Convictions

War Powers Consultation Act

Suppose you think that Congress should have more say over war-making, as James Baker, William Christopher, and their bipartisan commission do , and the president less.  Would your new War Powers Consultation Act do this?

Our proposed statute would provide that the president must consult with Congress before ordering a “significant armed conflict” - defined as combat operations that last or are expected to last more than a week. To provide more clarity than the 1973 War Powers Resolution, our statute also defines what types of hostilities would not be considered significant armed conflicts - for example, training exercises, covert operations or missions to protect and rescue Americans abroad. If secrecy or other circumstances precluded prior consultation, then consultation - not just notification - would need to be undertaken within three days.
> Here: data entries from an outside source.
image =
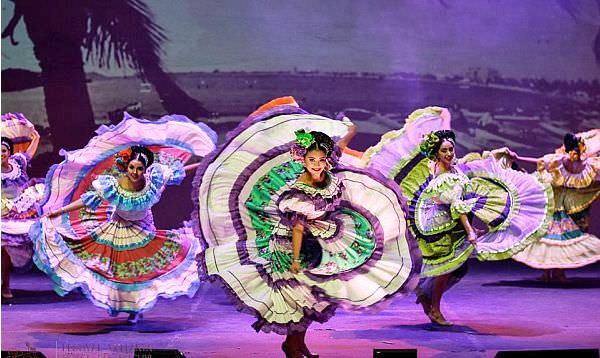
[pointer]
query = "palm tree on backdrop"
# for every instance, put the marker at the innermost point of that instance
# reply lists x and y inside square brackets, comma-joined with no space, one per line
[67,33]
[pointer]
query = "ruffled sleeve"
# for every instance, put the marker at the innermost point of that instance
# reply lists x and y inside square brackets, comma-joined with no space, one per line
[296,207]
[91,199]
[161,175]
[22,159]
[450,189]
[104,187]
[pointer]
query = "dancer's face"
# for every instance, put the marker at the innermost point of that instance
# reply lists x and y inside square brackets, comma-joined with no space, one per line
[445,154]
[315,162]
[574,156]
[5,154]
[135,171]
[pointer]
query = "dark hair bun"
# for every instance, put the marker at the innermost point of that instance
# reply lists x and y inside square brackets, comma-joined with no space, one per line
[143,154]
[322,142]
[571,142]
To guarantee that the president consults with a cross section of Congress, the act would create a joint Congressional committee made up of the leaders of the House and the Senate as well as the chairmen and ranking members of key committees. These are the members of Congress with whom the president would need to personally consult. Almost as important, the act would establish a permanent, bipartisan staff with access to all relevant intelligence and national-security information.

Congress would have obligations, too. Unless it declared war or otherwise expressly authorized a conflict, it would have to vote within 30 days on a resolution of approval. If the resolution of approval was defeated in either House, any member of Congress could propose a resolution of disapproval. Such a resolution would have the force of law, however, only if it were passed by both houses and signed by the president or the president’s veto were overridden. If the resolution of disapproval did not survive the president’s veto, Congress could express its opposition by, for example, using its internal rules to block future spending on the conflict.

It won’t work, even in the unlikely event that a president would sign this bill, or Congress overrode a veto.  Presidents won’t consult; they’ll inform, as they always have.  If Congress, or members of Congress, try to persuade a court to compel the president to consult, the court will refuse, as courts always have, in such interbranch spats.  If a member of Congress proposes a resolution of disapproval, it won’t obtain the 2/3 vote necessary to overcome the president’s inevitable veto, and even if it does, the president will ignore the resolution, as presidents always have.  Congress could express its opposition by blocking future spending, but Congress has always had this option, and almost never used it.  As for the permanent committee, the problem has never been that the president doesn’t know whom to consult; it’s that his judgment and Congress’s is different, and Congress has no politically viable tools for preventing the president from taking us to war.

The War Powers Resolution, which this new bill is to supplant, didn’t fail because it was unconstitutional.  It failed because, over the years, the president has obtained the power to make war.  That won’t change until the public decides that it won’t allow one person to have this power.  Only a disaster would cause the public to make such a decision.  Is Iraq such a disaster?  No; Congress authorized that war, so even if the War Powers Consultation Act had been on the books when that war began, it wouldn’t have made a bit of difference.

UPDATE: see Timothy Noah’s discussion here .  Noah says that Congress wouldn’t take the power even if given to it.  Maybe that’s true, or often true, but there have been some cases – Clinton’s use of force in Kosovo comes to mind – where Congress stepped to the plate, bravely made its disapproval known on the record for all to see, and – was ignored.